The book seems well-founded on solid research, although some errors have insidiously crept in. These include: a statement that the Wide Awakes was one of the “many Republican marching and support clubs founded during the 1856 campaign”, that Robert Todd Lincoln was given the nickname “Prince of Rails” during the pre-inaugural visit to Indianapolis in February 1861 (Abraham Lincoln was proclaimed the “Prince of Rails” during the campaign of 1860, inspired by the visit that year of the Prince of Wales), and that Robert Anderson of Fort Sumter fame was a colonel, rather than a major in the army. Minor stuff, we must admit. There are also some descriptions of political ephemera that we find totally intriguing. These include: a printed invitation to an 1839 Springfield cotillion with an American eagle and a list of managers that encompasses Lincoln, Ninian Edwards, Jr., James Shields, Joshua Speed and Stephen Douglas, PLUS a similar piece for a February 22, 1849 George Washington “Birth Night Ball” in the nation’s capital with Lincoln and Douglas listed as Illinois managers in the event organized to raise funds for the Washington monument. Do these things actually still exist, or have they been “extrapolated” by the author based on period accounts? Something else to look for … the collecting passion burns!!

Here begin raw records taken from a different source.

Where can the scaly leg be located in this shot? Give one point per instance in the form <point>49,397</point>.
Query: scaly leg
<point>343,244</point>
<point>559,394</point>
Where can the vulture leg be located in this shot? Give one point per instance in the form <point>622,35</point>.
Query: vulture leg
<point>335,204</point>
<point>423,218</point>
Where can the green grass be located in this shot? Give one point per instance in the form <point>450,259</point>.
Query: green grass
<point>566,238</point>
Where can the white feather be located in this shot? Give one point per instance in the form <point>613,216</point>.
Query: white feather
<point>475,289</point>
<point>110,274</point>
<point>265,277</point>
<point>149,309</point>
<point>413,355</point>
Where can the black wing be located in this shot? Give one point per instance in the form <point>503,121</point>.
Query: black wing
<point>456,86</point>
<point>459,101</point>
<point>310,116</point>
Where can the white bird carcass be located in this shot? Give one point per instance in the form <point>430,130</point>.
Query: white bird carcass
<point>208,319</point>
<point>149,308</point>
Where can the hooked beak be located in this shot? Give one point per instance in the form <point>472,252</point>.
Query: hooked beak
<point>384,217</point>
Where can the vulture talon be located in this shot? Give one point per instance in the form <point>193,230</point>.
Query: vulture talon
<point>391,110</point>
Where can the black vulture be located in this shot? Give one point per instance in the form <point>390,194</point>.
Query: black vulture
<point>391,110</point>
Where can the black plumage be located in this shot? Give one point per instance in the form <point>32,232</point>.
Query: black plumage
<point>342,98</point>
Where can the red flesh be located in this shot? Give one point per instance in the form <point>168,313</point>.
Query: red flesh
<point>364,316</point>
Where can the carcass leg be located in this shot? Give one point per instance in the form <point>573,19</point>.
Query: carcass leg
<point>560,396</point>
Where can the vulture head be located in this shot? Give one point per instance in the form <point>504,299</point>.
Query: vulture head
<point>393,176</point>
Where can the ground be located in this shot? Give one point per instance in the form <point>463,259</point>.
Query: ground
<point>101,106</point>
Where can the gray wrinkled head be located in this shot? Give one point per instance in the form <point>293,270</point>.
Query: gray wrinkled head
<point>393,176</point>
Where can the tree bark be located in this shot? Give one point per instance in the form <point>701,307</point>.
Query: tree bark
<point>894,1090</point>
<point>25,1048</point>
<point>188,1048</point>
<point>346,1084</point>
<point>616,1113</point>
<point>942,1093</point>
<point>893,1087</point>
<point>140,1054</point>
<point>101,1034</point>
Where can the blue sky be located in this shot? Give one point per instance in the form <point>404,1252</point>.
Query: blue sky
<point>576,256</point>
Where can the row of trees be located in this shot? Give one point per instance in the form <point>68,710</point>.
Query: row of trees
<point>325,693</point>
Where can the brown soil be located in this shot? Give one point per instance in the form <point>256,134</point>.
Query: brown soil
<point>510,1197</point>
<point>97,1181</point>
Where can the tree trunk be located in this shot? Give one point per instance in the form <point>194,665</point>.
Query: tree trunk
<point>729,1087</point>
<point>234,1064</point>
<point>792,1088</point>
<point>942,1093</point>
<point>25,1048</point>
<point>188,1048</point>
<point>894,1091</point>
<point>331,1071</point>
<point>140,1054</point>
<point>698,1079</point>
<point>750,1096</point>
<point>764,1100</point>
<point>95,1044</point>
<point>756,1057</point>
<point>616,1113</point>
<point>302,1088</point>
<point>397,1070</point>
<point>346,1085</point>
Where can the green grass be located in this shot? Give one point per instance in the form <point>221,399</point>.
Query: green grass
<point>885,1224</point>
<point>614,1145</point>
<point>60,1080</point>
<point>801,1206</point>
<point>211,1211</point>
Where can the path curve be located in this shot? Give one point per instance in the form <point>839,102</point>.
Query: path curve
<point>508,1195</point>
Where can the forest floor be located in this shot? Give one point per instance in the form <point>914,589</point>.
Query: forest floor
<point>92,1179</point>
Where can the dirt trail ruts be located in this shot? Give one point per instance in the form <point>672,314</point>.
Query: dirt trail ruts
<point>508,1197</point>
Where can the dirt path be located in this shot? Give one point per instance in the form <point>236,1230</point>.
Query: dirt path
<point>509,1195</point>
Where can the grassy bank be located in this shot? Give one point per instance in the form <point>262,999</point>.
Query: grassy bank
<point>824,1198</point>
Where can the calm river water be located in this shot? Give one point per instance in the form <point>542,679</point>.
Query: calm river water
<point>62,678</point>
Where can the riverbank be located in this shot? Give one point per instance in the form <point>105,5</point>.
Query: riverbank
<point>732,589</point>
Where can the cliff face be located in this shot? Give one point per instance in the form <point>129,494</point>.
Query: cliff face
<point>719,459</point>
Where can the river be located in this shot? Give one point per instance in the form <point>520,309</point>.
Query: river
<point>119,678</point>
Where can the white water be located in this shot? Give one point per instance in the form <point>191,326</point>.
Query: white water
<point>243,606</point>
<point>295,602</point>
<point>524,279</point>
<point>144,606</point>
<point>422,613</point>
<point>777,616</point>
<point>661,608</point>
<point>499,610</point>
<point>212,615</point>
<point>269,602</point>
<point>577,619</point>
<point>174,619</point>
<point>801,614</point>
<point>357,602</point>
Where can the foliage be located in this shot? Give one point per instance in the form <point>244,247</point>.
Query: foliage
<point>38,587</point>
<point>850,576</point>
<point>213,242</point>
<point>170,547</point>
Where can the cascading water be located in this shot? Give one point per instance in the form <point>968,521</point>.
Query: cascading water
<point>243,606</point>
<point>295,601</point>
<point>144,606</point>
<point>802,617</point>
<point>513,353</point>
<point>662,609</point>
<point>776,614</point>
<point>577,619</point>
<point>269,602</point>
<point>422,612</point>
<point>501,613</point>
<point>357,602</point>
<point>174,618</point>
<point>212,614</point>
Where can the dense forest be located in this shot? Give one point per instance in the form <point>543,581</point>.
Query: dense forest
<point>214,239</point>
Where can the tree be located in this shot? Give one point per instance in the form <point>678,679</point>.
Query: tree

We find fault with the work in two areas only. There is a tendency to constantly describe the clothing and hairstyles of Mary Lincoln, as no doubt reported by eyewitnesses. Anyone not familiar with couture and hair styling terminology may find it hard to visualize. The repetition becomes irritating. Secondly, the author, in the final chapter of the book dealing with the night of the assassination, abandons his earlier writing style and instead switches to the present tense and a “rapid fire” staccato of brief, unadorned sentences. The shift is jarring and one gets the impression that the final chapter was rushed through to completion. On the whole, though, we can heartily endorse this newest entrant in the panoply of Lincoln tomes.